Breakfast at Tiffany’s definitely brought out the girl in me. I couldn’t help but fall in love with Hepburn’s Holly Golightly, with her nonchalance and breezy way of talking. Who cares that she’s kind of a prostitute and only associates with the wealthiest of New York socialites? I have respect for a woman who does what it takes to get what she wants, even if her methods aren’t exactly ethical. I was also seduced by the fashion. I’m a big fan of 60’s fashion, so I was in heaven watching the women of the film dressed in elegant gowns and form-fitting dresses, with their hair in chic up-dos. If I had a chance to go back in time to any era I wanted for a shopping spree, it would be the 60’s.
Then, of course, there’s the infamous Mr. Yunioshi, played by a completely unrecognizable Mickey Rooney. As soon as his character stumbled his way on screen, my mouth gaped. At first, I had no idea it was Mickey Rooney. I thought it was just a really bad Asian actor. Then I discovered from the ever-faithful Wikipedia that it was Mickey Rooney with a prosthetic mouthpiece and “yellowface” makeup. No one ever really commented on the offensiveness of this portrayal until the 1990’s, which sort of shocks me. Mr. Yunioshi was not meant to be an ironic, self-deprecating character – it was simply racist. A more recent example of this might be Robert Downey, Jr. as a white actor playing a black character in 2008’s Tropic Thunder, although the ridiculousness of this casting choice is commented on throughout the film. Mr. Yunioshia, however, is just a white actor doing an over-the-top and insulting impression of an Asian man.

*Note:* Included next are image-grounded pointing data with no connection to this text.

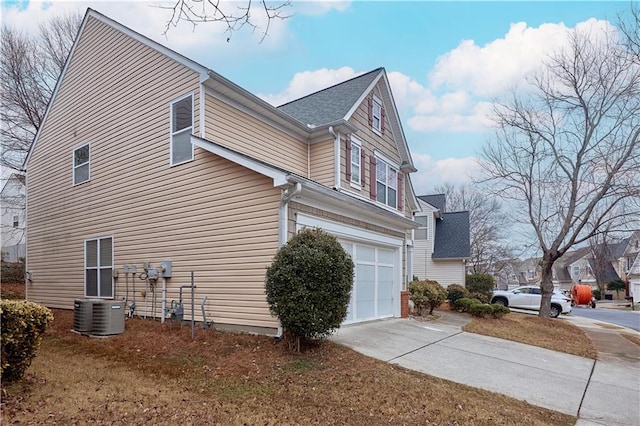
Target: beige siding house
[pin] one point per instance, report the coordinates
(441, 242)
(147, 160)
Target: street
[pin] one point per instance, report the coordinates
(624, 318)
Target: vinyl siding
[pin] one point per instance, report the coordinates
(116, 96)
(322, 162)
(244, 133)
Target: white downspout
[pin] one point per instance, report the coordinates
(336, 155)
(283, 216)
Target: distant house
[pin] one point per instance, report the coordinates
(148, 160)
(12, 203)
(441, 242)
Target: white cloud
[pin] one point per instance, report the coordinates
(497, 66)
(306, 82)
(432, 173)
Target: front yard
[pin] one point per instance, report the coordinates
(152, 374)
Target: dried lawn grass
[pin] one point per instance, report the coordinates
(546, 333)
(152, 374)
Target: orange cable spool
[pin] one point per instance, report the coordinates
(581, 294)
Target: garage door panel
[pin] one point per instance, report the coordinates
(385, 290)
(365, 291)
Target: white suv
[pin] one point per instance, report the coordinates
(528, 297)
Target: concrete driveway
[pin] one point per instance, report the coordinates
(539, 376)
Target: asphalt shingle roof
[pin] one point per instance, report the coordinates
(438, 201)
(330, 104)
(452, 236)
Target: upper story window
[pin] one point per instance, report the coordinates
(386, 184)
(376, 114)
(422, 233)
(81, 164)
(181, 130)
(98, 267)
(356, 164)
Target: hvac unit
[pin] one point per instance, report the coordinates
(108, 318)
(83, 315)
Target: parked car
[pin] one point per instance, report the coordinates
(528, 297)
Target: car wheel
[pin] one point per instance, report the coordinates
(499, 301)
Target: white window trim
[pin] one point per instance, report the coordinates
(98, 267)
(393, 165)
(356, 183)
(376, 100)
(73, 164)
(189, 129)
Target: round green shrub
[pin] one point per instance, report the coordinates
(426, 293)
(480, 286)
(455, 292)
(23, 324)
(481, 310)
(499, 311)
(308, 285)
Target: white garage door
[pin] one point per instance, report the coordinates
(377, 259)
(373, 295)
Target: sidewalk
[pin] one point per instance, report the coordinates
(602, 392)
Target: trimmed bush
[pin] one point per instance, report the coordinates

Despite Mr. Yunioshi, I was pleasantly surprised by Breakfast at Tiffany’s. It was edgier and sexier than I had expected and lived up to the kind of story I would expect from Truman Capote. It was more than a silly romantic comedy, thankfully. It transported me to another time and made me fantasize about a fabulous life filled with fashion, booze, cigarettes, and fancy New York parties. It’s no wonder to me now why Audrey Hepburn is one of the most famous actresses of all time and why the image of her graceful looks and elegant style lives on.